Dear Escalante Middle School Community,
One of the questions parents frequently ask teachers and administrators is how can I directly support my student’s academic growth in reading or math at home?
The most important habit for children to adopt in middle school is regular reading for pleasure. Recent research from Common Sense Media states that only 27% of 13-year-old students read daily outside of school. This 27 % of students are creating a clear advantage in comprehension, vocabulary development, and background knowledge over their peers. In fact, students who read regularly over the summer actually score higher on assessments when they return to school than when they left, whereas students who don’t read experience what educators have dubbed the dreaded summer slide.
Scholastic offers the following tips for parents to help their students develop a love of reading:
1. Let your child choose what to read. While you may cringe at the preferences, your child may never touch a title if it's force-fed.
2. Talk about what they read. Ask them what they think of a book and make connections with ideas or issues that are relevant to their life.
3. Subscribe to magazines that will interest them. Ask them to choose one or two titles and put the subscription in their name.
4. Read the news together. Whether it's for 15 minutes over breakfast or on weekends, establish a routine and discuss what you each read.
5. Play games that utilize reading. Word- and vocabulary-building games like Scrabble or Boggle are great, but many board games provide reading opportunities (even if it's just the instructions). Crosswords provide opportunities for learning new words and spelling practice, too.
6. Encourage your middle schooler to read to a younger sibling. Letting them take over ritual reading at bedtime once a week will ensure they read something, and they may find a sibling's enthusiasm for stories contagious.
7. Visit the library together. Try to make it an event where you share some quality one-on-one time and both choose a few books.
8. Find an outlet for your child to "publish" a book review. When finishing a book, encourage them to write it up for a family or school newspaper, magazine, or website. They could also try posting a review at a local bookseller or an online retailer.
9. Ensure they have a good reading space. They should choose where it is, but you can make sure it's well lit and inviting so they stay a while.
10. Keep up on what they’re reading. If you can, read a few pages of their books yourself so you can discuss them with them.
11. Encourage writing.
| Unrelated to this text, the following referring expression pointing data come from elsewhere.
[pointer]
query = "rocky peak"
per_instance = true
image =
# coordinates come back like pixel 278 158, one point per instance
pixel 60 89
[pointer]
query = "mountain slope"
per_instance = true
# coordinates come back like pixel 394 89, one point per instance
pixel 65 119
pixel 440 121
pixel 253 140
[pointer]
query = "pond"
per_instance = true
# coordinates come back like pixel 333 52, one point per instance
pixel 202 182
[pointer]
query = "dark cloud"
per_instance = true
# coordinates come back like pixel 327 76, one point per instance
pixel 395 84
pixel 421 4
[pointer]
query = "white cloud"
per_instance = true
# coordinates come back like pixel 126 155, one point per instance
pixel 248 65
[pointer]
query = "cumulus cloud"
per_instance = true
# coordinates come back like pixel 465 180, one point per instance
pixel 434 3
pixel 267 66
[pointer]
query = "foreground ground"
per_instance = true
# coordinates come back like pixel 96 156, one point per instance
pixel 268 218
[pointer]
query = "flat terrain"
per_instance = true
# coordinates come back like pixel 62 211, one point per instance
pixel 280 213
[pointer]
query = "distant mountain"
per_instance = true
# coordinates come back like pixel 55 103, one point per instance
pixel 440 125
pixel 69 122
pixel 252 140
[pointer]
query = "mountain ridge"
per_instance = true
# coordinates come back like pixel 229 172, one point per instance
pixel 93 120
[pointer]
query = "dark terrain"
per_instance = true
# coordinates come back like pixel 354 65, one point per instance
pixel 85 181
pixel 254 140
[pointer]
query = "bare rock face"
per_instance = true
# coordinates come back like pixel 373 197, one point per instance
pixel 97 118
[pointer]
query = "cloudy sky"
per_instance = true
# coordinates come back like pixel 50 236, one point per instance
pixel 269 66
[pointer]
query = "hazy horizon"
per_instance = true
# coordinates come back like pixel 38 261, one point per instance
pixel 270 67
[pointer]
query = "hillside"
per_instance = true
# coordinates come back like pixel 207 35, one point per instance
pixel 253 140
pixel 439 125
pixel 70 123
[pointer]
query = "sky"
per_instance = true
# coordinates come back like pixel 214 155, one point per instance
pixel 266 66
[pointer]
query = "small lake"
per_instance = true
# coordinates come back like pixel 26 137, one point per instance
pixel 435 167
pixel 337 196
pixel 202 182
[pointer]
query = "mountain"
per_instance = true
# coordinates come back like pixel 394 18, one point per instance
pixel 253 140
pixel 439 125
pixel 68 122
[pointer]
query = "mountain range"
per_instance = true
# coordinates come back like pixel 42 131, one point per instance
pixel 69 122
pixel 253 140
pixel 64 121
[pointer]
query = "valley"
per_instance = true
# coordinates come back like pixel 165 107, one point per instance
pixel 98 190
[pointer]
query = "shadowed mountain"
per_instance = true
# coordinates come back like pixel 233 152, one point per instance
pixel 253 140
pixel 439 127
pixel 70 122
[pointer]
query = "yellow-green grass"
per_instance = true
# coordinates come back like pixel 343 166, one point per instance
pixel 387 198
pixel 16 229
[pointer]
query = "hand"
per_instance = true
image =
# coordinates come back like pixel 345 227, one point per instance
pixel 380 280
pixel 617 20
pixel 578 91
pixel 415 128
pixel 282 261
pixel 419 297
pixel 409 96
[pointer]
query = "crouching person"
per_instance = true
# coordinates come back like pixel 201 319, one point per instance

Whether it's via snail-mail or e-mail, suggest they keep in touch with distant friends or relatives. Keeping a journal or chronicling a family vacation will also provide reading practice.
12. Suggest books from movies. They may enjoy getting even more detail in the book.
13. Listen to books on tape in the car. If you're heading on vacation, or even back-and-forth to school, try listening to a novel that will appeal to everyone.
14. Model reading. Your pre-teen will still follow your reading habits (though they'll never let you know it!). Let them see you reading, make comments, and share interesting passages.
In addition, there are also several ways to support math at home. Because students in middle school form strong judgments about their academic ability, the most important way to support math is to talk about it positively. Statements from parents such as, “I’m not a math person” will negatively reinforce students’ math development. Considering that the Bureau of Labor Statistics expects math occupations to grow at 12.7% over this decade, it is extremely important that none of our students close the door to those opportunities with choices in adolescence.
The National Council for Teaching Mathematics offers the following tips for parents on how to show how math is meaningful and build important middle school math concepts.
1. Read schedules, such as the television guide and bus transportation schedules for information.
2. Discuss charts, tables, and graphs from the newspaper and magazines. Ask your child to explain the data. For example, in a graph that shows what children like to do before bedtime (watch television, play games on the computer, read, etc.), you might ask such questions as “More than half of children like to do what activity before bedtime?”
3. Look at a map with your child to figure out how long a trip will take and what time you should leave in order to arrive on time. Calculate the gasoline mileage, and estimate the total cost of gasoline for long trips.
4. Give your child a budget and the responsibility for purchasing clothing or other items. Encourage your child to compare prices and note the savings for items that are on sale. For example, how much would be saved by purchasing the shoes that are 30 percent off?
Many thanks for your continued support as we partner together to make the most out of these middle years!